Después leí Ficciones, que fue anterior a El Aleph y cuyo primer relato causó, según Piglia, una extrañeza como la mía en los inéditos lectores argentinos. Y leí todos los libros de conversaciones con Borges, los más deliciosos de entre los libros. Y leí su poesía. Una mañana en el colegio mayor empecé Fervor de Buenos Aires, sin pensar que fuese a decirme nada nuevo, y me encontré con estos versos formidables: «Convencidos de caducidad / por tantas nobles certidumbres del polvo, / nos demoramos y bajamos la voz / entre las lentas filas de panteones, / cuya retórica de sombra y de mármol / promete o prefigura la deseable / dignidad de haber muerto». En su último libro, Los conjurados, persiste la caducidad: «Todo nos dijo adiós, todo se aleja. / La memoria no acuña su moneda. / Y sin embargo hay algo que se queda / y sin embargo hay algo que se queja».

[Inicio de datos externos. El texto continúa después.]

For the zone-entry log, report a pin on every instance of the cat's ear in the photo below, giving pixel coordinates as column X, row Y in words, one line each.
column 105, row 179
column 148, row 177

Al final de aquel curso en Madrid, junio de 1986, Borges murió. Yo había tenido poco antes un éxtasis con su «Otro poema de los dones», de El otro, el mismo, que desde entonces es el poema que más amo. (Hay una réplica que también me gusta de José María Álvarez en su Museo de cera.) Era otra mañana (mis recuerdos de la poesía de Borges son recuerdos de mañanas) y me había puesto la sonata D. 894 de Schubert, por Richter. Al llegar a ese poema sonó el allegretto, una reconciliación plena con la vida. Había que dar las gracias. «Gracias quiero dar al divino / laberinto de los efectos y las causas / por la diversidad de las criaturas / que forman este singular universo». Una de las criaturas más extraordinarias, y a la que más hay que agradecer, por su sorpresa, es Borges.